A few months ago, I was finally motivated to go. I enlisted a few friends to go with me at least once a week so I could finish up my paid classes at my local yoga studio. Not long after, a fantastic Living Social deal dropped into my inbox. 10 yoga classes for $20! Looking at prices of local studios, this was an amazing deal. The yoga studio wasn’t one I’d ever heard of, but it was only about 20 minutes away from my house. One of my friends, coincidentally also named Lauren, wanted to join me and was just as excited about the deal.
Now about halfway through my 10 classes, I find myself getting hooked. At times, waking up at 8 am so I can eat and get ready before heading to a 10 am yoga class just makes me sleepy and dread going. Once I am there, it isn’t always easy either. I can’t even count how many times I’m standing there in a pose I deemed impossible before she finished explaining it, swearing in my head words I’d never say out loud, just wishing we could move on. As I stand in the warrior pose, my bent leg shaking like I’m having some sort of seizure, sometimes I feel like I don’t belong here.

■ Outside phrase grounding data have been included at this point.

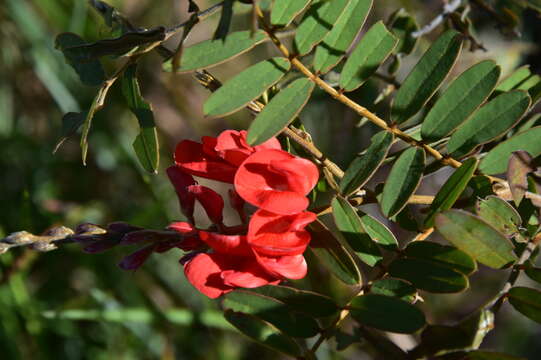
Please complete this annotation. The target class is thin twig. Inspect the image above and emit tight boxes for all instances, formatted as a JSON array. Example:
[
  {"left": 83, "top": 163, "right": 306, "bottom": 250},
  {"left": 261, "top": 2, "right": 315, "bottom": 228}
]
[{"left": 412, "top": 0, "right": 462, "bottom": 38}]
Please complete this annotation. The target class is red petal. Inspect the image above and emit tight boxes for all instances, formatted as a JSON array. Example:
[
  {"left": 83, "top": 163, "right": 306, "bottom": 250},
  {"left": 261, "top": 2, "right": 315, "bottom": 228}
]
[
  {"left": 269, "top": 157, "right": 319, "bottom": 194},
  {"left": 183, "top": 253, "right": 233, "bottom": 298},
  {"left": 215, "top": 130, "right": 253, "bottom": 166},
  {"left": 221, "top": 257, "right": 280, "bottom": 288},
  {"left": 167, "top": 221, "right": 196, "bottom": 235},
  {"left": 188, "top": 185, "right": 224, "bottom": 224},
  {"left": 166, "top": 166, "right": 196, "bottom": 218},
  {"left": 199, "top": 231, "right": 252, "bottom": 256},
  {"left": 254, "top": 253, "right": 308, "bottom": 280},
  {"left": 239, "top": 130, "right": 281, "bottom": 152}
]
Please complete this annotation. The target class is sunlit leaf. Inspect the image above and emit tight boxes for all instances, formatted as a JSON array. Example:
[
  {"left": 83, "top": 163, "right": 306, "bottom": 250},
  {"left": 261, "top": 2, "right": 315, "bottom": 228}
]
[
  {"left": 404, "top": 241, "right": 477, "bottom": 275},
  {"left": 435, "top": 210, "right": 517, "bottom": 269},
  {"left": 358, "top": 212, "right": 398, "bottom": 250},
  {"left": 508, "top": 287, "right": 541, "bottom": 324},
  {"left": 204, "top": 57, "right": 290, "bottom": 117},
  {"left": 247, "top": 78, "right": 314, "bottom": 145},
  {"left": 270, "top": 0, "right": 311, "bottom": 27},
  {"left": 391, "top": 30, "right": 462, "bottom": 124},
  {"left": 421, "top": 61, "right": 500, "bottom": 142},
  {"left": 313, "top": 0, "right": 373, "bottom": 74},
  {"left": 294, "top": 0, "right": 349, "bottom": 55},
  {"left": 350, "top": 294, "right": 426, "bottom": 333},
  {"left": 447, "top": 90, "right": 531, "bottom": 158},
  {"left": 370, "top": 278, "right": 417, "bottom": 302},
  {"left": 475, "top": 196, "right": 521, "bottom": 237},
  {"left": 381, "top": 147, "right": 425, "bottom": 217},
  {"left": 494, "top": 65, "right": 531, "bottom": 94}
]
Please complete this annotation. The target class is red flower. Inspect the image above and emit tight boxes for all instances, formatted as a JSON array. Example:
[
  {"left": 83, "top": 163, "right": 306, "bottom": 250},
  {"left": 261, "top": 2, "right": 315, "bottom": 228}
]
[
  {"left": 254, "top": 252, "right": 308, "bottom": 280},
  {"left": 234, "top": 149, "right": 319, "bottom": 215},
  {"left": 166, "top": 166, "right": 196, "bottom": 221},
  {"left": 187, "top": 185, "right": 224, "bottom": 225},
  {"left": 175, "top": 130, "right": 281, "bottom": 183}
]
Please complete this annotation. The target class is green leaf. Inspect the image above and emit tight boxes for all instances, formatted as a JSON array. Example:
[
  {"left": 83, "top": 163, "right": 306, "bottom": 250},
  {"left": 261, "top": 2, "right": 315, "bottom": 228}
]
[
  {"left": 479, "top": 126, "right": 541, "bottom": 174},
  {"left": 246, "top": 285, "right": 338, "bottom": 318},
  {"left": 475, "top": 196, "right": 521, "bottom": 237},
  {"left": 350, "top": 294, "right": 426, "bottom": 333},
  {"left": 122, "top": 64, "right": 159, "bottom": 173},
  {"left": 424, "top": 158, "right": 478, "bottom": 228},
  {"left": 405, "top": 241, "right": 477, "bottom": 275},
  {"left": 495, "top": 66, "right": 531, "bottom": 93},
  {"left": 524, "top": 264, "right": 541, "bottom": 284},
  {"left": 204, "top": 58, "right": 290, "bottom": 117},
  {"left": 213, "top": 0, "right": 233, "bottom": 40},
  {"left": 332, "top": 196, "right": 383, "bottom": 266},
  {"left": 53, "top": 111, "right": 87, "bottom": 153},
  {"left": 381, "top": 147, "right": 426, "bottom": 217},
  {"left": 358, "top": 212, "right": 398, "bottom": 250},
  {"left": 63, "top": 27, "right": 166, "bottom": 62},
  {"left": 313, "top": 0, "right": 373, "bottom": 74},
  {"left": 224, "top": 310, "right": 302, "bottom": 356},
  {"left": 309, "top": 219, "right": 362, "bottom": 285},
  {"left": 508, "top": 287, "right": 541, "bottom": 324},
  {"left": 271, "top": 0, "right": 311, "bottom": 27},
  {"left": 340, "top": 131, "right": 394, "bottom": 196},
  {"left": 223, "top": 290, "right": 320, "bottom": 338},
  {"left": 421, "top": 61, "right": 501, "bottom": 142},
  {"left": 163, "top": 30, "right": 267, "bottom": 73},
  {"left": 370, "top": 278, "right": 417, "bottom": 302},
  {"left": 389, "top": 258, "right": 469, "bottom": 293},
  {"left": 55, "top": 32, "right": 106, "bottom": 86},
  {"left": 247, "top": 78, "right": 314, "bottom": 145},
  {"left": 447, "top": 90, "right": 531, "bottom": 158},
  {"left": 435, "top": 351, "right": 526, "bottom": 360},
  {"left": 388, "top": 8, "right": 419, "bottom": 55},
  {"left": 339, "top": 21, "right": 398, "bottom": 92},
  {"left": 294, "top": 0, "right": 349, "bottom": 55},
  {"left": 391, "top": 30, "right": 462, "bottom": 124},
  {"left": 435, "top": 210, "right": 517, "bottom": 269}
]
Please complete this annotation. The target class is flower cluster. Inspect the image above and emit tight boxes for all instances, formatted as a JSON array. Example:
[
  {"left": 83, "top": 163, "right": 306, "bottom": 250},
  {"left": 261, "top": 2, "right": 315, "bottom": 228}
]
[{"left": 166, "top": 130, "right": 320, "bottom": 298}]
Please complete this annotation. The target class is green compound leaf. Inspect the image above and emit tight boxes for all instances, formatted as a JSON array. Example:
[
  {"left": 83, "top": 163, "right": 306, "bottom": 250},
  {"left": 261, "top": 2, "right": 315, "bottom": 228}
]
[
  {"left": 340, "top": 131, "right": 394, "bottom": 196},
  {"left": 388, "top": 258, "right": 469, "bottom": 293},
  {"left": 508, "top": 287, "right": 541, "bottom": 324},
  {"left": 479, "top": 126, "right": 541, "bottom": 174},
  {"left": 475, "top": 196, "right": 521, "bottom": 237},
  {"left": 421, "top": 61, "right": 501, "bottom": 142},
  {"left": 447, "top": 90, "right": 531, "bottom": 158},
  {"left": 294, "top": 0, "right": 349, "bottom": 55},
  {"left": 204, "top": 57, "right": 290, "bottom": 117},
  {"left": 163, "top": 30, "right": 267, "bottom": 73},
  {"left": 370, "top": 278, "right": 417, "bottom": 302},
  {"left": 246, "top": 285, "right": 339, "bottom": 318},
  {"left": 224, "top": 310, "right": 302, "bottom": 357},
  {"left": 271, "top": 0, "right": 311, "bottom": 27},
  {"left": 435, "top": 210, "right": 517, "bottom": 269},
  {"left": 247, "top": 78, "right": 314, "bottom": 145},
  {"left": 424, "top": 157, "right": 478, "bottom": 228},
  {"left": 388, "top": 8, "right": 419, "bottom": 55},
  {"left": 309, "top": 219, "right": 362, "bottom": 285},
  {"left": 391, "top": 30, "right": 462, "bottom": 124},
  {"left": 381, "top": 147, "right": 426, "bottom": 217},
  {"left": 350, "top": 294, "right": 426, "bottom": 334},
  {"left": 122, "top": 64, "right": 159, "bottom": 173},
  {"left": 404, "top": 241, "right": 477, "bottom": 275},
  {"left": 339, "top": 21, "right": 398, "bottom": 92},
  {"left": 313, "top": 0, "right": 373, "bottom": 74},
  {"left": 358, "top": 212, "right": 398, "bottom": 250},
  {"left": 332, "top": 197, "right": 383, "bottom": 266},
  {"left": 223, "top": 290, "right": 320, "bottom": 338}
]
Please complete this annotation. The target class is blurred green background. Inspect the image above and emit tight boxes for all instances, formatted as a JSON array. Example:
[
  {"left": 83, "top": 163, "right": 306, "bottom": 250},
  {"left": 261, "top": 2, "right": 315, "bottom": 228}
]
[{"left": 1, "top": 0, "right": 541, "bottom": 359}]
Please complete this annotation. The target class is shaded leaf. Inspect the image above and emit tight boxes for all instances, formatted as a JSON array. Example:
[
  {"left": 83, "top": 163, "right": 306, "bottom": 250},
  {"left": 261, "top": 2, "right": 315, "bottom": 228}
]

But that is the best part of yoga: knowing you will always belong no matter what. You do what you can. It is a practice where you push yourself, yet you may rest if you’re not able to do something just yet, and you can even close your eyes if you feel that you are comparing yourself to the seasoned yogi next to you. In yoga, there is room for improvement always. No one is perfect at it. At times I feel silly and punish myself. Why aren’t you more flexible? Why are you sweating in this beginner class? Why, why, why! I have to force myself to stop asking “why” and just enjoy my practice. Who cares if I can’t do certain yoga poses perfectly yet? At least I am there, trying and learning and doing something positive for myself. Just getting myself to go to yoga is already a win in my book.

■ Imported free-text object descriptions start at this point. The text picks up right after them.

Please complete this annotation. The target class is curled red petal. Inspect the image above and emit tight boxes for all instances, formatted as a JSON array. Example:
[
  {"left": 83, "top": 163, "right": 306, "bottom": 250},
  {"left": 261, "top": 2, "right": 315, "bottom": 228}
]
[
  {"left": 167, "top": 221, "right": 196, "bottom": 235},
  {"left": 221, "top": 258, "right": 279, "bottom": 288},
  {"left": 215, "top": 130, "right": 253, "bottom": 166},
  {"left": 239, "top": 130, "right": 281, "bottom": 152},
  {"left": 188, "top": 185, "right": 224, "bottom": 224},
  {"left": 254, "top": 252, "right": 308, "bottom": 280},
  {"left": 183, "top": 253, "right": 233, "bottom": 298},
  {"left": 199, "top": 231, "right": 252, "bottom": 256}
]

One of the reasons I love yoga is that it is a workout, but it is also a way to relax. I love hearing the poems or saying that teachers often talk about during class. One of my favorites is one I heard last week:
Be mindful of your thoughts because they become your words. Be mindful of your words because they become your actions. Be mindful of your actions because they become your character. Be mindful of your character because that becomes your destiny.
This quote really resonated with me. Would I have ever heard it if I hadn’t gone to that yoga class? Perhaps yes, perhaps no.
Yoga is teaching me to be strong and not give up. There are times when I give up when a yoga pose hurts too much, but each time I do it, I know it will get easier. One day, if I keep at it, I will do the poses I now deem impossible with ease. Getting there takes time and effort, but I think it will be worth it.